With around a 10-day lag between infections and the need for hospitalisation, the race is on to vaccinate the population before case numbers, already out of control, catapult into triple figures.

Even after vaccination, it takes between two to three weeks for the body to develop the antibodies required to fight the virus.

But there are serious concerns that the British government may be poised to make another potentially catastrophic mistake.

Because the virus is spreading so fast, the government is trying to give first doses of the vaccine to as many Britons as possible. But this means that there will be a longer wait for the second top-up dose – 12 weeks.

After the independent Medicines and Healthcare products Regulatory Authority (MHRA) last week approved the Oxford/AstraZeneca jab, 530,000 doses of it will be rolled out from next week.

AstraZeneca has said it can roll out millions of doses of vaccine for Britons “very rapidly”. But is the government right about how best to roll the doses out?Credit:University of Oxford

But this is nowhere near the millions needed for the population to build up the herd immunity that might result in a restoration of normal life by April, as Johnson has promised.

Health Secretary Matt Hancock said two million people can be vaccinated per week if supplies are there. AstraZeneca says it can produce that number "very rapidly".

Johnson, who has a history of making false promises about the state's ability to manage the pandemic, said this week that "tens of millions" of doses would be ready by the end of March.

Already, 944,539 people have been given their first jabs. But they have taken the Pfizer/BioNTech vaccine. The government's plan to stretch out the timing of the second jab to 12 weeks alarmed Pfizer, which said in a statement: "There are no data to demonstrate that protection after the first dose is sustained after 21 days.

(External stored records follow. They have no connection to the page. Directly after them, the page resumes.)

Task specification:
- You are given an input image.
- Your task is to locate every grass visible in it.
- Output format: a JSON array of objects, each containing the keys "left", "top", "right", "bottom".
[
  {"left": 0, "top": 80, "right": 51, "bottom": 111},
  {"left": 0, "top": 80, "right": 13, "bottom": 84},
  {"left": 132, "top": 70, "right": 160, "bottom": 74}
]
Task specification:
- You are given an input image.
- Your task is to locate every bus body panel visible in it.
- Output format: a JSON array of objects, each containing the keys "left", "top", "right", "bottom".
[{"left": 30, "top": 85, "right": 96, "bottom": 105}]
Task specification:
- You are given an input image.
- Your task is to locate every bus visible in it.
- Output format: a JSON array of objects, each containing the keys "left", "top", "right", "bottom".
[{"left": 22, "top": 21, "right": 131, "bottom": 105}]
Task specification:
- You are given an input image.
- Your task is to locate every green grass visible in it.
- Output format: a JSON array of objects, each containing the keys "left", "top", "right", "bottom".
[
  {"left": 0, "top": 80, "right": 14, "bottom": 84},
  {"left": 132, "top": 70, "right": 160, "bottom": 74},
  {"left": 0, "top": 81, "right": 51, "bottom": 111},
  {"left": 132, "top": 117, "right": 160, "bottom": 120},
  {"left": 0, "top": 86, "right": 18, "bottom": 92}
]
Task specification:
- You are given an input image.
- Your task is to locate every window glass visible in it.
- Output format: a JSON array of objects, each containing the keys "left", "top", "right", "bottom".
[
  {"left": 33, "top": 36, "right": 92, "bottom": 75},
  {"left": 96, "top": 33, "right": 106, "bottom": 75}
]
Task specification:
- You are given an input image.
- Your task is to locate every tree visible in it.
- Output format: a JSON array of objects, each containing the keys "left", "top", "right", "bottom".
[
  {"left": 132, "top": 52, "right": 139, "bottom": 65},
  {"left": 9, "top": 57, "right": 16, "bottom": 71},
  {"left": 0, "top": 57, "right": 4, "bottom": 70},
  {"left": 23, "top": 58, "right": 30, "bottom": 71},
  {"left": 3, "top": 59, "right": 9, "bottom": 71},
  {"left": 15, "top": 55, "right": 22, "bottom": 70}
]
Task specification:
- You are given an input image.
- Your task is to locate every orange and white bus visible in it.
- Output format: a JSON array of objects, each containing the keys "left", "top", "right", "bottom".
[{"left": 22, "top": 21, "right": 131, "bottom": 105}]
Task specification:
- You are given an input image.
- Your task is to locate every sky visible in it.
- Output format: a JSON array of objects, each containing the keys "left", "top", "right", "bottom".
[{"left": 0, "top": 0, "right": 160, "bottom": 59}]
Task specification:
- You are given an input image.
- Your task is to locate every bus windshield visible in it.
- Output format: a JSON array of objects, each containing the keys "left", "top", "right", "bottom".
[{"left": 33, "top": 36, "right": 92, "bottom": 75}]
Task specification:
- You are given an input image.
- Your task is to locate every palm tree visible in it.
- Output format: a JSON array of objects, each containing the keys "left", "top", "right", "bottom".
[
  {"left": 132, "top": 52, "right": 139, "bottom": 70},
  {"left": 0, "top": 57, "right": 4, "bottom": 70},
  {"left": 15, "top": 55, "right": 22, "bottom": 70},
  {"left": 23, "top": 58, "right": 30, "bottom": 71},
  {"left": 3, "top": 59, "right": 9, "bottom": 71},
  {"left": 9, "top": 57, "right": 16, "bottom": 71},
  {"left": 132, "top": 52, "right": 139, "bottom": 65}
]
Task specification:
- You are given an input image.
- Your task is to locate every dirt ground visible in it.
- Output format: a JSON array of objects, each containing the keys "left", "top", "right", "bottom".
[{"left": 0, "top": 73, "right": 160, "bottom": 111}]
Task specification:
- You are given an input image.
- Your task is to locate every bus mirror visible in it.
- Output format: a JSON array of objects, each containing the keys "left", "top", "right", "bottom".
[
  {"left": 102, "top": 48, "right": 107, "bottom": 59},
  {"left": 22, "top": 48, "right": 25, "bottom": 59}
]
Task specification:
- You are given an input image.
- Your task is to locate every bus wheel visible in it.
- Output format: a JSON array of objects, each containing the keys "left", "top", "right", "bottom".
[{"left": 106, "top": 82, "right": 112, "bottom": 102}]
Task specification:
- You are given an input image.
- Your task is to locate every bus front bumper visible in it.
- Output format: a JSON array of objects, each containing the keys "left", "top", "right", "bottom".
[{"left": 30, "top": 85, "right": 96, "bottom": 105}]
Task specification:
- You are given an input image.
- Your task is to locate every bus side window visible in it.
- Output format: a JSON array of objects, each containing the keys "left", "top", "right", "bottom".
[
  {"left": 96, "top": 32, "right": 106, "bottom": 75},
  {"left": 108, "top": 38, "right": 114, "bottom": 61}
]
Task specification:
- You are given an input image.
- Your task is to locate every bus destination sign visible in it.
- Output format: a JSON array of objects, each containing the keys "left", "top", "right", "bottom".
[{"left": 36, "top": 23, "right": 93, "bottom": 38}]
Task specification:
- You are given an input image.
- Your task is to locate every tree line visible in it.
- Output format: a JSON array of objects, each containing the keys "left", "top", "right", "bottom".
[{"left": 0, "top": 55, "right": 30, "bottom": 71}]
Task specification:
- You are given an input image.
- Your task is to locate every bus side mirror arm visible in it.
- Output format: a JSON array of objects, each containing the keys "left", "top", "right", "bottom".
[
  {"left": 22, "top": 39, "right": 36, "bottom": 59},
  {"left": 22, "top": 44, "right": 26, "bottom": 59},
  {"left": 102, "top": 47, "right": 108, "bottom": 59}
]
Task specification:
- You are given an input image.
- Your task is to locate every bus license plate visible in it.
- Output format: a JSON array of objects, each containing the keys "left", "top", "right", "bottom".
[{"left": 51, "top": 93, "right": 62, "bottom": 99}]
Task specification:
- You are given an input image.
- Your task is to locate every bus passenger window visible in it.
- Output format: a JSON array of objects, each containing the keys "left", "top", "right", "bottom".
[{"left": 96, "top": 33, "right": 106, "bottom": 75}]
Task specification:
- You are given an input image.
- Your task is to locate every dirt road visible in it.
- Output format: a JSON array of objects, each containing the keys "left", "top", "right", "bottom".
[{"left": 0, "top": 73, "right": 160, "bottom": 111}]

"Data from the phase 3 study demonstrated that, although partial protection from the vaccine appears to begin as early as 12 days after the first dose, two doses of the vaccine are required to provide the maximum protection against the disease, a vaccine efficacy of 95 per cent."



The change also took doctors by surprise, given they are already administering the second doses, including to 91-year-old Margaret Keenan, the first person in the world to take the vaccine on December 8.

"The British Medical Association believes these are patients that have already been promised … that they will receive a second dose of Pfizer vaccination next week; they have given their consent to receive it and, quite rightly, are expecting to have it," the BMA said.

Opposition health spokesman Jonathan Ashworth said the policy was causing "concern and distress".

"I urge ministers to honour existing appointments and go all-out to accelerate the distribution of at least 2 million jabs a week ASAP," he said.

"With the AstraZeneca development this week, this should be doable."

It is an indication of Britain's "dangerous situation" – as England's deputy chief medical officer, Professor Jonathan Van-Tam, described it – that its government is being forced to choose from a menu of bad options.